It is said that we are the first wave of the so-called beat generation in China. At that time, many of our peers felt ridiculed, and a small group of us were very happy because we knew that the beat generation meant being advertised by the young us who were originally a minority. The freedom, decadence, sinking and indefinite malaise are recognized.
The older generation disliked us, people who were just a little older than us but fortunate enough to be born in the last decade, just for the first time in their lives, could be leaders, and they began to discredit us. So when I saw someone criticizing "The Back Wave" a few days ago, I understood the mentality of these gangsters. Whether your perspective is the front wave or the back wave determines your mood.
One day we have the right to speak, some of us complain, some retaliate, and later we also have younger generations and we become that kind of people.

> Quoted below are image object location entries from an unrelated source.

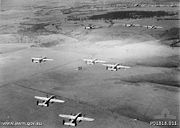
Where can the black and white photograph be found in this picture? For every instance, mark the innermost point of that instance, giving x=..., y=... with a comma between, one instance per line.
x=89, y=63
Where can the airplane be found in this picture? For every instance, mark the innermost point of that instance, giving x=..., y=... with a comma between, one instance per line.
x=93, y=61
x=115, y=67
x=41, y=59
x=131, y=25
x=74, y=119
x=152, y=27
x=46, y=100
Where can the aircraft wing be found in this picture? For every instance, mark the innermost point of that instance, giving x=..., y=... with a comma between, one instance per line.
x=100, y=61
x=35, y=58
x=48, y=59
x=41, y=98
x=121, y=66
x=109, y=65
x=67, y=116
x=85, y=119
x=87, y=59
x=57, y=100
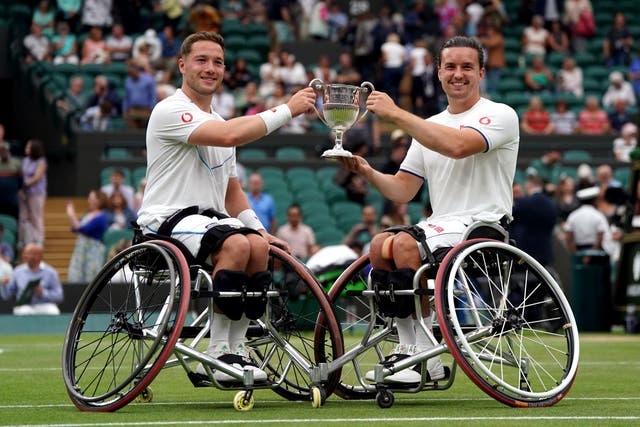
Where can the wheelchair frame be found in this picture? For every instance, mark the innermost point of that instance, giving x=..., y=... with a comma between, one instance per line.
x=129, y=321
x=522, y=350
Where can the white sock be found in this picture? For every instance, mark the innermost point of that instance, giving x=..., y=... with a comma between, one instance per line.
x=406, y=330
x=219, y=329
x=422, y=340
x=238, y=331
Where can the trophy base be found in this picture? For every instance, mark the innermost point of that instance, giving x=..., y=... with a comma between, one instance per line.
x=334, y=153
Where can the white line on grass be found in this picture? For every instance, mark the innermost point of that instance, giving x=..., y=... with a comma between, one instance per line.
x=287, y=402
x=341, y=420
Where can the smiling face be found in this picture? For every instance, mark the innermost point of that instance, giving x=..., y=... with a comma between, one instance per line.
x=460, y=75
x=202, y=69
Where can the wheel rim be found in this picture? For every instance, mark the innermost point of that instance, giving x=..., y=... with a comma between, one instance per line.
x=125, y=326
x=509, y=325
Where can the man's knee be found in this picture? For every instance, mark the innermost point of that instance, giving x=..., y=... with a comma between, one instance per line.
x=230, y=281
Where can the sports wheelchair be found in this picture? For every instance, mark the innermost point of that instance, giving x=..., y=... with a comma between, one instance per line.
x=499, y=314
x=128, y=326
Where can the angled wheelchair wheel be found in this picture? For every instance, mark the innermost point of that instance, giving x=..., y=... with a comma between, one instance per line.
x=125, y=326
x=356, y=315
x=507, y=323
x=285, y=344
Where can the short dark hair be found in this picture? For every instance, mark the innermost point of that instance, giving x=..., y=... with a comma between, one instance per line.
x=187, y=44
x=462, y=41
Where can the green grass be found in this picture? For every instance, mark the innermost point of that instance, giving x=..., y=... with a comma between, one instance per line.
x=606, y=392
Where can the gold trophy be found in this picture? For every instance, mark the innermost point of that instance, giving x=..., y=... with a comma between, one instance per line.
x=340, y=106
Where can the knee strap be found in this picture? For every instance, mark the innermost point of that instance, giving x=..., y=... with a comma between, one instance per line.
x=254, y=307
x=380, y=282
x=230, y=280
x=402, y=279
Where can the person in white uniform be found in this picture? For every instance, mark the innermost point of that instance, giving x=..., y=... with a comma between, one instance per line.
x=193, y=193
x=467, y=154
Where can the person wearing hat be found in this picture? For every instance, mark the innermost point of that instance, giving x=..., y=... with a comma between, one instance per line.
x=619, y=89
x=586, y=226
x=625, y=143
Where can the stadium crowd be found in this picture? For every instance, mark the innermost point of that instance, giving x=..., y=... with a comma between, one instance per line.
x=390, y=45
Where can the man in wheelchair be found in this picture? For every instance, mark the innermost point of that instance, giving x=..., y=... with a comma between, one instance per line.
x=467, y=154
x=193, y=195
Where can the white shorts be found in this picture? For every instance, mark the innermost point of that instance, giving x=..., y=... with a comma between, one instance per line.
x=443, y=233
x=192, y=228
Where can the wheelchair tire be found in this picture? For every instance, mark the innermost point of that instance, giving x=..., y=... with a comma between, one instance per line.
x=354, y=314
x=507, y=323
x=291, y=320
x=125, y=326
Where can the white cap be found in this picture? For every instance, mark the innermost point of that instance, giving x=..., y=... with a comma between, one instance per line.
x=588, y=193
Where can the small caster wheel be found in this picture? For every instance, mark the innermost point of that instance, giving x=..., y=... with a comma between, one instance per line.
x=145, y=396
x=243, y=401
x=318, y=397
x=385, y=399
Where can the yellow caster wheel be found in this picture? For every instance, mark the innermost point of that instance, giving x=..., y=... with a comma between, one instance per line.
x=145, y=396
x=243, y=401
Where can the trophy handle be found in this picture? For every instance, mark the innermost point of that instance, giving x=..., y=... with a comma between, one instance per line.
x=318, y=87
x=365, y=90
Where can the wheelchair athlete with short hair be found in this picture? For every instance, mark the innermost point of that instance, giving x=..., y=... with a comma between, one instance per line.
x=467, y=154
x=191, y=162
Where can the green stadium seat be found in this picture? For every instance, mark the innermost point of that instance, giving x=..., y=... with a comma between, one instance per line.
x=576, y=156
x=329, y=237
x=10, y=223
x=105, y=175
x=290, y=153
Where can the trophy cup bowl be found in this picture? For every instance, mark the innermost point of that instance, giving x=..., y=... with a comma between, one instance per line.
x=340, y=106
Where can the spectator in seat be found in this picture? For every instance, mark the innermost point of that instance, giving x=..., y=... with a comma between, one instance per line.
x=262, y=203
x=33, y=194
x=117, y=183
x=618, y=89
x=139, y=96
x=301, y=239
x=10, y=178
x=120, y=216
x=578, y=18
x=37, y=45
x=88, y=254
x=618, y=43
x=538, y=77
x=536, y=120
x=569, y=78
x=34, y=284
x=558, y=40
x=534, y=37
x=593, y=120
x=625, y=143
x=103, y=90
x=619, y=116
x=564, y=121
x=94, y=48
x=64, y=45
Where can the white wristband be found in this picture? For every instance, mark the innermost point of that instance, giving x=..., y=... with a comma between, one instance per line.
x=250, y=219
x=275, y=117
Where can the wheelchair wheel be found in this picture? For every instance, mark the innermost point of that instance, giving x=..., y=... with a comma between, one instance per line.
x=355, y=315
x=507, y=323
x=291, y=320
x=125, y=326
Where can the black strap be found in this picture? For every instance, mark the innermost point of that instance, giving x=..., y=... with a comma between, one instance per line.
x=418, y=234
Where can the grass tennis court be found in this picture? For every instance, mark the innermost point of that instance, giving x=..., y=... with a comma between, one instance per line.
x=606, y=393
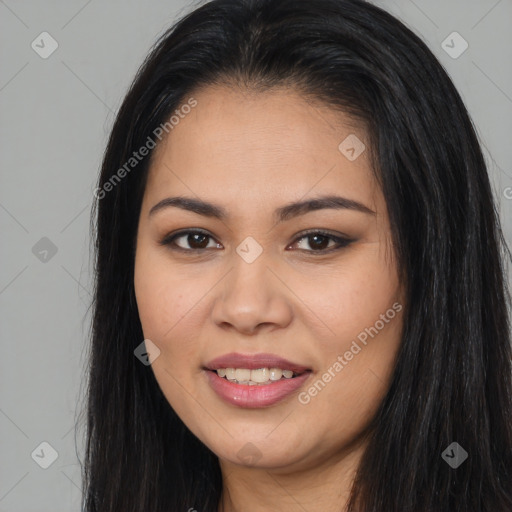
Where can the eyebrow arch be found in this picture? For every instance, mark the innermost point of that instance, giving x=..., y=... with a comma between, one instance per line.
x=283, y=213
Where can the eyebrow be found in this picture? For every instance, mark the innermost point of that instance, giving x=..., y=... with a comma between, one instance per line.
x=283, y=213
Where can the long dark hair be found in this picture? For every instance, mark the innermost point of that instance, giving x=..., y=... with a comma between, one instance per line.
x=453, y=375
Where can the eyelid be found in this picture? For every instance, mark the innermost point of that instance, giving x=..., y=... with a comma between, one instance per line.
x=340, y=239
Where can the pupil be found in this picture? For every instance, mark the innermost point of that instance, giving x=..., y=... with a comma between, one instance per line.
x=319, y=245
x=199, y=245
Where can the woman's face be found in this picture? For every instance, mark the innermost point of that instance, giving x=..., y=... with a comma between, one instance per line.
x=254, y=292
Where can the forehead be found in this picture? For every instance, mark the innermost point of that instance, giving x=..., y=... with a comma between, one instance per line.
x=258, y=146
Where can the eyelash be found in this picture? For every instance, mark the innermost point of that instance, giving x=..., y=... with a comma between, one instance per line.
x=342, y=242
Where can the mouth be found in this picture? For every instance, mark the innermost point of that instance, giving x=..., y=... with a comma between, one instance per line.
x=257, y=377
x=255, y=381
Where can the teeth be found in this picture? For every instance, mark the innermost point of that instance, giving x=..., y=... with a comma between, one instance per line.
x=242, y=375
x=261, y=376
x=275, y=373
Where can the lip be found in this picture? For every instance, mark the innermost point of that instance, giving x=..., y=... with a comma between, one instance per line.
x=254, y=397
x=254, y=361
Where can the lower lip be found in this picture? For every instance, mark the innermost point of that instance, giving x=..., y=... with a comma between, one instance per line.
x=243, y=395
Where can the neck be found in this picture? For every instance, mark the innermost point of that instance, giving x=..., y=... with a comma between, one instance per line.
x=322, y=486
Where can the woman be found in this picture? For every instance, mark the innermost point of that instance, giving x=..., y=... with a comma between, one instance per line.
x=300, y=296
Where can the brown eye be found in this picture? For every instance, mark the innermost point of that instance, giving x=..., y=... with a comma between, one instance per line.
x=189, y=241
x=319, y=242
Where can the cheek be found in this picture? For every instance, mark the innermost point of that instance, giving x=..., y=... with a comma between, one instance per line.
x=355, y=296
x=164, y=300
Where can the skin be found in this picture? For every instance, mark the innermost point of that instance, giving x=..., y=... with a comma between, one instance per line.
x=252, y=153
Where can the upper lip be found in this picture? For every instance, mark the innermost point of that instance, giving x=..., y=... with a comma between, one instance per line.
x=253, y=362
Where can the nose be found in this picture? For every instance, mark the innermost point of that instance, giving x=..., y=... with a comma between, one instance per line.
x=252, y=297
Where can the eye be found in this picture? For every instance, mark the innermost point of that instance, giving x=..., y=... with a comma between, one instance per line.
x=319, y=242
x=196, y=240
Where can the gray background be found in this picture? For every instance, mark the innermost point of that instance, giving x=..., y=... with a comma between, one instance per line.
x=55, y=116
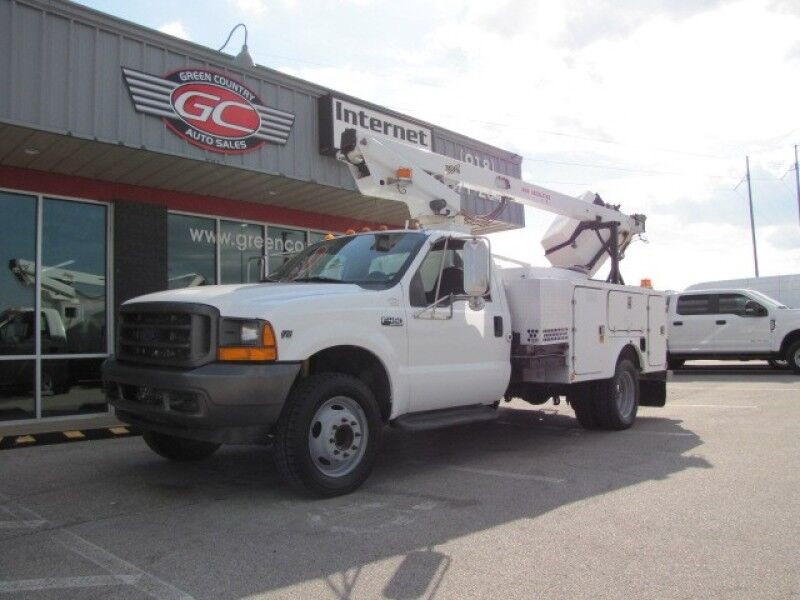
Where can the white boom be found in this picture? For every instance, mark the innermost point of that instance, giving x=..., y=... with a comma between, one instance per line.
x=430, y=185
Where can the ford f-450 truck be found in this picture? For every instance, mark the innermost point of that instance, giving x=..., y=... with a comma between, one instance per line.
x=415, y=328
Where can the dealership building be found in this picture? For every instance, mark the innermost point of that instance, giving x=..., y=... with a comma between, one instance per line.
x=132, y=161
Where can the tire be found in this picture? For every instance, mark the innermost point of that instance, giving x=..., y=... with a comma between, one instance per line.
x=675, y=363
x=616, y=400
x=328, y=436
x=793, y=357
x=178, y=449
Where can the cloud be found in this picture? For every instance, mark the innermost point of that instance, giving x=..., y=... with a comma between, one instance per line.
x=176, y=29
x=254, y=8
x=653, y=104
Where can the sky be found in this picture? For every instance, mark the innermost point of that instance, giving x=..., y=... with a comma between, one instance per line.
x=653, y=104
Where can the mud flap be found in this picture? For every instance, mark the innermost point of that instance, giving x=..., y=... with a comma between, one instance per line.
x=653, y=389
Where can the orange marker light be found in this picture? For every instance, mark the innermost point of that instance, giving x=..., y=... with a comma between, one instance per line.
x=268, y=350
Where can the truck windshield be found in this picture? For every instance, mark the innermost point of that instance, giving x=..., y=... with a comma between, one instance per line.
x=375, y=258
x=767, y=299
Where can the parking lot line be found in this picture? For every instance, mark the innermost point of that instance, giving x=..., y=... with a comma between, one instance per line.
x=506, y=474
x=119, y=569
x=61, y=583
x=30, y=524
x=730, y=388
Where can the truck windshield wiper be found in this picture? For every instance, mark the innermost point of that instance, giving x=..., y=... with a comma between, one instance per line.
x=319, y=278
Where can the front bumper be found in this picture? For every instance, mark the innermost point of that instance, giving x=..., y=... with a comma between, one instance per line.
x=218, y=402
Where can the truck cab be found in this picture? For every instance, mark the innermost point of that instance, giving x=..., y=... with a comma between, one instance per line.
x=732, y=324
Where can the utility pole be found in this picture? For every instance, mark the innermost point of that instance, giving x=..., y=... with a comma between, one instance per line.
x=752, y=220
x=797, y=178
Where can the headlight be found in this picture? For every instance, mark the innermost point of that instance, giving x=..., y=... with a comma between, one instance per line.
x=246, y=340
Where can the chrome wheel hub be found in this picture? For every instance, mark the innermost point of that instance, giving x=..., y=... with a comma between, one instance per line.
x=337, y=437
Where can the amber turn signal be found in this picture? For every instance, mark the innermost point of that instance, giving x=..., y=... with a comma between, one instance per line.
x=267, y=350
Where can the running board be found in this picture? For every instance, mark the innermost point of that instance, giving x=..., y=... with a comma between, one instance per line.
x=436, y=419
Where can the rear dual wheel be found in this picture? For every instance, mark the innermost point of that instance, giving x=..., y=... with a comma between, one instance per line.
x=610, y=404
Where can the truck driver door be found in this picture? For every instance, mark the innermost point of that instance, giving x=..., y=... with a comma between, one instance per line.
x=455, y=359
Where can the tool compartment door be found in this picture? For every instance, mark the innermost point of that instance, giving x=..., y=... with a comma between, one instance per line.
x=626, y=312
x=656, y=331
x=589, y=324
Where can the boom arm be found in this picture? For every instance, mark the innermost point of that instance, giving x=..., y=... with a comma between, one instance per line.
x=430, y=184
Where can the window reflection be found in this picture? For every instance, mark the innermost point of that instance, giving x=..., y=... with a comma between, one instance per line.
x=191, y=251
x=17, y=273
x=16, y=389
x=240, y=247
x=71, y=387
x=73, y=281
x=282, y=243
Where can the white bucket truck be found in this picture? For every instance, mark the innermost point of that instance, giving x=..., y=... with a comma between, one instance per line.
x=417, y=328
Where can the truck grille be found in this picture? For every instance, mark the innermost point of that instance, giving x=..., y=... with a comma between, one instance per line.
x=167, y=333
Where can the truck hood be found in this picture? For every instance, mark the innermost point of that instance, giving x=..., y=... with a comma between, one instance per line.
x=229, y=299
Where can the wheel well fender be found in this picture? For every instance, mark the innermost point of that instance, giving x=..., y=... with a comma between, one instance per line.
x=358, y=362
x=631, y=352
x=789, y=339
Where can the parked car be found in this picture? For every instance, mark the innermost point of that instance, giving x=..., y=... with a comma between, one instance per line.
x=732, y=324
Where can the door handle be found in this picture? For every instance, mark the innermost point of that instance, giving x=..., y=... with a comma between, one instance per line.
x=498, y=326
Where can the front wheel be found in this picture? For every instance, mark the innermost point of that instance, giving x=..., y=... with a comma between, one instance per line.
x=178, y=449
x=793, y=357
x=328, y=436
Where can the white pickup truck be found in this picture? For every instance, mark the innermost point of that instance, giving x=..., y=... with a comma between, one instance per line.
x=732, y=324
x=417, y=328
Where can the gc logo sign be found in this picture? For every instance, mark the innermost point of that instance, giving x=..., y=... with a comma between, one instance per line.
x=209, y=109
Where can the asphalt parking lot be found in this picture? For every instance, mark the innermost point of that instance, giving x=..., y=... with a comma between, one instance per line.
x=699, y=499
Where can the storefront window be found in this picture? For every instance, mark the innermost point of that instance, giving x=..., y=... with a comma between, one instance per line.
x=17, y=274
x=282, y=243
x=241, y=245
x=191, y=251
x=72, y=287
x=315, y=236
x=71, y=387
x=16, y=389
x=73, y=279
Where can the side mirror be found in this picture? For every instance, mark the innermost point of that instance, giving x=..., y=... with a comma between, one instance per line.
x=754, y=309
x=477, y=269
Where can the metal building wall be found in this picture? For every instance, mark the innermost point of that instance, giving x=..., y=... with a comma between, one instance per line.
x=61, y=64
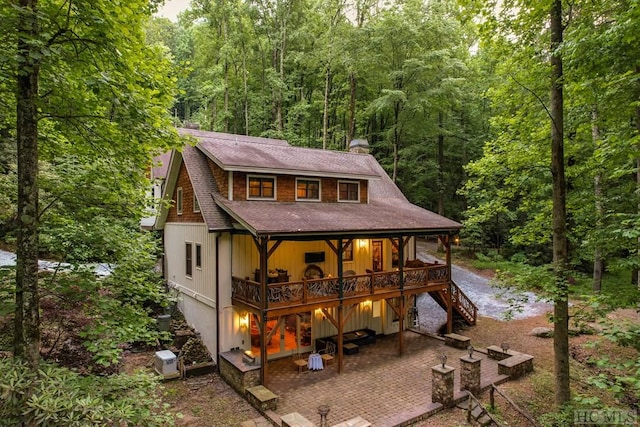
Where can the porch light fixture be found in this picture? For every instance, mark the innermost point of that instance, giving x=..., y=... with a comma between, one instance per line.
x=244, y=321
x=443, y=359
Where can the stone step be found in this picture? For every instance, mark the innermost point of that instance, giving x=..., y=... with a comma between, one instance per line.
x=484, y=420
x=477, y=412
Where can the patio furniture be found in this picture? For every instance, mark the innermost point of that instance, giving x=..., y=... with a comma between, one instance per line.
x=350, y=348
x=328, y=353
x=300, y=362
x=315, y=362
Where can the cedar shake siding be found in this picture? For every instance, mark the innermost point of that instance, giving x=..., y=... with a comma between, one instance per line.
x=188, y=215
x=286, y=187
x=221, y=177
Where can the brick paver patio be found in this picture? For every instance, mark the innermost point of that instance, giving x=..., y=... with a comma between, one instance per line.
x=376, y=384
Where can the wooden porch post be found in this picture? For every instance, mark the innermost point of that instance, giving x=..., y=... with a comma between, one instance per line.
x=447, y=244
x=401, y=338
x=401, y=243
x=340, y=338
x=263, y=243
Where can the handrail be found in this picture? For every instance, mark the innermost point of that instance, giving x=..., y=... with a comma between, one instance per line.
x=463, y=304
x=492, y=404
x=327, y=288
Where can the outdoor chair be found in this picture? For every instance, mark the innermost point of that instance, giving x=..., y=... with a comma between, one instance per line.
x=328, y=353
x=300, y=362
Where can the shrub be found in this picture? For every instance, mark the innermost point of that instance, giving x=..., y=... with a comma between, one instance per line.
x=56, y=396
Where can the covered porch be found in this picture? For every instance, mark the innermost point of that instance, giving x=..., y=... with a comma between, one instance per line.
x=334, y=302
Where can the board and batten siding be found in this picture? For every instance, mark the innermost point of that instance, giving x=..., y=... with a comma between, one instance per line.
x=202, y=280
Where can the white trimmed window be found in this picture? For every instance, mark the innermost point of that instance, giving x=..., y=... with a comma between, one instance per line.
x=307, y=189
x=198, y=255
x=261, y=187
x=348, y=191
x=179, y=200
x=188, y=271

We ended up being the people we hated before, and it seemed like it was inevitable for all of us, and it was a circle, over and over, and eventually back there, it started with gray hair.
Very few people get out of this circle, they become another kind of outlier, such as the 27-year-old club, such as poets, such as the real crossover generation.
The real Beats died in their circles, and in the end it wasn't what Lucien Carr imagined it to be, at least a little different. He was a goblin who used witchcraft to circle these people together, he didn't write poetry, but he hooked up with a group of great poets and writers, he read Henry Miller's poems, and then lit a little lamp on them. Eventually he went back to his own circle, became an editor, married twice, had three children, and he told Allen not to put my name after your poems, when he actually said, "Paralyze Lao Tzu is straight."
The back story comes from a book written in 2008 by Jack Kerouac and William S. Burroughs in one chapter each, while the hippo was boiled to death in the sink, which was written 60 years ago of. At that time they were still unknown juniors, and no one knew that they later wrote "On the Road" and the other "Naked Lunch", and they influenced generations. In 2013, based on this book, director John Krokidas directed the movie "Kill Your Love", but it is recommended to read the book first, just read the preface, because it is too gossip, no wonder it has to wait 60 years, and the parties are all alive When I published this, I went to court in minutes.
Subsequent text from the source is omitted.